Je ne pouvais dresser quelques portraits de turcs d'Alsace sans faire celui de Semiha Sipahi.

J'ai fait sa connaissance en octobre 2002, lorsque je suis allée prendre mes premiers cours de turc à l'Université Populaire de Mulhouse. L'énergie de cette femme au sourire permanent, qui, en plus de ses nombreuses activités, a oeuvré là de 1995 à 2006, n'a fait que renforcer mon envie d'apprendre les rudiments de cette nouvelle langue que je devais apprivoiser.

                                  


                            
Semiha est née à Aksaray, en plein coeur de la Turquie. Son père, avocat à la Karayoları (équivalent de la Direction Départementale de l'Equipement en France), était chargé à l'époque des préemptions de terrain pour la création des routes. De ce fait, elle a grandi dans différentes villes de la Mer Noire (Tirebolu, Trabzon, Giresun), en fonction des endroits où son père était amené à intervenir. A partir de 1970, la famille s'installe à Ankara et Semiha intègre le lycée de jeunes filles avant d'étudier Sciences-Po.

 

Elle apprend le Code Civil Suisse et le Code Pénal Italien et baigne déjà dans la culture française en étudiant et lisant Voltaire, Rousseau, Zola et Balzac.

 

Semiha arrive à Paris en 1985 à l'âge de 28 ans avec son fils de 2 ans et demi. Elle vient y rejoindre son mari Adem venu, lui, fin 1982. Le Coup d'Etat Militaire a incité le départ de cet intellectuel qui demande l'asile politique dès son arrivée à Paris avant de se rendre à Dijon pour suivre des cours de français en vivant dans un foyer.  


                               
                                  
 Que faire une fois la famille réunie ? Rester à Paris ou aller en Alsace où une importante communauté turque est déjà installée ? La deuxième solution est adoptée. A leur venue à Mulhouse, la famille loge durant les deux premiers mois dans différentes familles turques avant qu'un pasteur ne leur propose d'occuper un studio appartenant à sa propre famille.

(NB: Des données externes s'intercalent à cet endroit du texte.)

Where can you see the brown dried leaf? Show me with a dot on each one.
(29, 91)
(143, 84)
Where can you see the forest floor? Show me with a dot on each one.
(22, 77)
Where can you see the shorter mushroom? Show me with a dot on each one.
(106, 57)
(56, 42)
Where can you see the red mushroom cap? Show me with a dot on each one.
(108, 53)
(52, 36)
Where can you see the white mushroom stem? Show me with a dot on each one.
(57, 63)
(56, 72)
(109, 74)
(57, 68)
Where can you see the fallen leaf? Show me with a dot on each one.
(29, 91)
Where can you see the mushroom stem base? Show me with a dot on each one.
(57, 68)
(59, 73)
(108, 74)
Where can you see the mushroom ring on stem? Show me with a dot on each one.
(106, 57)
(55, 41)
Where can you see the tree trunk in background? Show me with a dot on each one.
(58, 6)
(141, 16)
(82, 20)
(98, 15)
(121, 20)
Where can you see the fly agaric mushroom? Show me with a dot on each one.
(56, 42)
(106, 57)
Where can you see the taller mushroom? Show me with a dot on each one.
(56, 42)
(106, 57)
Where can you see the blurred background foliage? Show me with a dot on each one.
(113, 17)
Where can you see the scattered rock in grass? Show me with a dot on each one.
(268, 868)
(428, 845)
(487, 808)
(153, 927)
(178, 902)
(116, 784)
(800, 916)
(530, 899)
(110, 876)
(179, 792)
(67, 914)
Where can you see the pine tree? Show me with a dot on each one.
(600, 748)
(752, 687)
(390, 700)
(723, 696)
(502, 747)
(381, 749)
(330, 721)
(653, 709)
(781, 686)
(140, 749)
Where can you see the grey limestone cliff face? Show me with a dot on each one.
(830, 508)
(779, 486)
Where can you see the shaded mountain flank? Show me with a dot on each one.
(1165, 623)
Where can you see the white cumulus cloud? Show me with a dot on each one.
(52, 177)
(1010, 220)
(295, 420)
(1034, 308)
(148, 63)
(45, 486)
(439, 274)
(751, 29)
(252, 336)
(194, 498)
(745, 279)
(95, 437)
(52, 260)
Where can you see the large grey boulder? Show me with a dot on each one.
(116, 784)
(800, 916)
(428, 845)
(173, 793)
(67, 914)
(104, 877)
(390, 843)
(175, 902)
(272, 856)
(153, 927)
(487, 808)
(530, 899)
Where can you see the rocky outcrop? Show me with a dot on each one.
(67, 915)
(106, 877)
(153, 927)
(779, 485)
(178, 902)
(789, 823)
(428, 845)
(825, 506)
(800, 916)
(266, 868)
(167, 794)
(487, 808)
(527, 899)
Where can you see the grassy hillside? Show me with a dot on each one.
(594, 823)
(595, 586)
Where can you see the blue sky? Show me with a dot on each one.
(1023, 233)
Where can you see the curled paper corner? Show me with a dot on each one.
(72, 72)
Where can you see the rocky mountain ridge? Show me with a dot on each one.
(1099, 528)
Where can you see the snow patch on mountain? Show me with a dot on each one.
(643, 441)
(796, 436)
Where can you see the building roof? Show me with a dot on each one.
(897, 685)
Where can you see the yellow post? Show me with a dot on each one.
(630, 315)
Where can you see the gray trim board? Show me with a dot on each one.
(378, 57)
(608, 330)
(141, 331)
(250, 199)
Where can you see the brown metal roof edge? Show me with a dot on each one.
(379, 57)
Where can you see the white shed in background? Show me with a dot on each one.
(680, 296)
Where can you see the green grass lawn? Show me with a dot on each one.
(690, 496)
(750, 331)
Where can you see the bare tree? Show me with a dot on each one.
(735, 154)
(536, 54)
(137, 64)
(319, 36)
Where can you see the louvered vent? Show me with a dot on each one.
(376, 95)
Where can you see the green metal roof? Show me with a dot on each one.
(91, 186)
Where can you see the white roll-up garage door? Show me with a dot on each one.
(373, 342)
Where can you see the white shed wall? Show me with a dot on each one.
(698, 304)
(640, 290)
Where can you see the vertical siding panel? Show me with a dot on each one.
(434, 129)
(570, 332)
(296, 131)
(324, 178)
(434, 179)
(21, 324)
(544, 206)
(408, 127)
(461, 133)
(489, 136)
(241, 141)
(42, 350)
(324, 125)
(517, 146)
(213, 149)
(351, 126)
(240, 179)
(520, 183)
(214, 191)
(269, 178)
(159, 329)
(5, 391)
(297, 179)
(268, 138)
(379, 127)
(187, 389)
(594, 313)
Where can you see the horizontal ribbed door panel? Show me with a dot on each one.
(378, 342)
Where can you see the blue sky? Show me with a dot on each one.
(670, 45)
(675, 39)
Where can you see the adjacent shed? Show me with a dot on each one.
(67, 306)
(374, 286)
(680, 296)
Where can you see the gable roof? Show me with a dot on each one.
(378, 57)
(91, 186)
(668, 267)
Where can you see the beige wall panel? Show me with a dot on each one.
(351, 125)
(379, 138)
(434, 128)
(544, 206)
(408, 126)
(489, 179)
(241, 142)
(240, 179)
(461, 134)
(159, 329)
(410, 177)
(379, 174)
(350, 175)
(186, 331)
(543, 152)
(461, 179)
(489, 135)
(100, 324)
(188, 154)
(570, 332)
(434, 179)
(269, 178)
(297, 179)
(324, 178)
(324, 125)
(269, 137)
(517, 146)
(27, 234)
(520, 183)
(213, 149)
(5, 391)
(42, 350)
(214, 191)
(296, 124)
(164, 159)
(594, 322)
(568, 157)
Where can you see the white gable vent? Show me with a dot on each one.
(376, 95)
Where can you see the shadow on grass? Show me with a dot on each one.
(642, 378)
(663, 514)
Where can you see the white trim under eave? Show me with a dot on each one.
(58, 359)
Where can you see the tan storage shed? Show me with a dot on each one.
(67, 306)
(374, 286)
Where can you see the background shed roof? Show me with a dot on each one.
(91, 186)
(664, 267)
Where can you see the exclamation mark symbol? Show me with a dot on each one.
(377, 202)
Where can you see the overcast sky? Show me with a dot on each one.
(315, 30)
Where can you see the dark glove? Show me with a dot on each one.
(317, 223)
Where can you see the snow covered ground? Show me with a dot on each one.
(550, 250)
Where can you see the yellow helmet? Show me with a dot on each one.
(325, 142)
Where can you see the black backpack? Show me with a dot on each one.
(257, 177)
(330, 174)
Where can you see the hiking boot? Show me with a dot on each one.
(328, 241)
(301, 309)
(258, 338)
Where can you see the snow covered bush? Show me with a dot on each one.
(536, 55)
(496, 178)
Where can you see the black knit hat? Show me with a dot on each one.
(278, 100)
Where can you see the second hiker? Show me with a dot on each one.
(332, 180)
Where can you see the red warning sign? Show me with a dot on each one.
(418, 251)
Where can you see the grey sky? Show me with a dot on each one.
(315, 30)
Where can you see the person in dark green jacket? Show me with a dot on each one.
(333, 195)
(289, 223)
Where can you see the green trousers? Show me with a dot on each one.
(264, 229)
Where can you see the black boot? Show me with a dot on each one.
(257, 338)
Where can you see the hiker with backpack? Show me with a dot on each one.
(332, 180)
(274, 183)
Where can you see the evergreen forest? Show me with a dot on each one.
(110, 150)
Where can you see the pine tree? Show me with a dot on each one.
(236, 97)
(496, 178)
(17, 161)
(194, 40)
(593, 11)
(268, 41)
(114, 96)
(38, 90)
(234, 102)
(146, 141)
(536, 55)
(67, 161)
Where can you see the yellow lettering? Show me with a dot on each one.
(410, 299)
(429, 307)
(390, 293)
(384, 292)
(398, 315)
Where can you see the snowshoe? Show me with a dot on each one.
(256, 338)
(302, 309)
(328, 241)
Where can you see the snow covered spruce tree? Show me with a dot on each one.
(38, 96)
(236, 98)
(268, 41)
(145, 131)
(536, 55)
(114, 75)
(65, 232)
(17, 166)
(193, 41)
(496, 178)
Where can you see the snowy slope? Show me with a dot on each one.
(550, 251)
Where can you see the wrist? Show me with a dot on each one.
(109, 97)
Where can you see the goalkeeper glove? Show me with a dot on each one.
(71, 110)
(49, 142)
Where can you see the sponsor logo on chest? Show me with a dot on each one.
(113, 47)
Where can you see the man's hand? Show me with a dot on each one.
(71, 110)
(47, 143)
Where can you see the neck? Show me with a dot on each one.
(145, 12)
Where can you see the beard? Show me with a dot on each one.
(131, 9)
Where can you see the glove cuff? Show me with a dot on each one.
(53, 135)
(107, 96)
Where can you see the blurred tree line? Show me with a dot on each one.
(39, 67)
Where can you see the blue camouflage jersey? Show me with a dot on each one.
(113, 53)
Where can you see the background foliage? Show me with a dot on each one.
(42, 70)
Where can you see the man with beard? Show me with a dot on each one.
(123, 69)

Les débuts ne sont pas faciles, Semiha se souvient des escaliers nettoyés à l'époque pour la modique somme de 5 Francs. Le même pasteur trouve un emploi d'ouvrier agricole pour son mari. Pendant ce temps, Semiha réussit à faire reconnaître son diplôme et poursuit ses études durant un an à l'Université Louis Pasteur de Strasbourg pour obtenir une maîtrise en économie.

Fin 1987, Adem décide de suivre une formation de technicien agricole et toute la famille part pour Besançon durant un an. Semiha sera la première ouvrière optique turque à travailler dans la célèbre entreprise de Marc Lamy à Morez. La petite famille va finalement rester dans la région 3 ans et demi et leur second enfant naîtra là-bas.

            
 Retrouvailles début novembre 2008 à Istanbul avant de se revoir à Mulhouse quelques semaines plus tard

Leurs anciens propriétaires devenus amis et venus leur rendre visite en Franche-Comté proposent de leur louer un F4 dans leur immeuble.  Le retour à Mulhouse se fait en 1991.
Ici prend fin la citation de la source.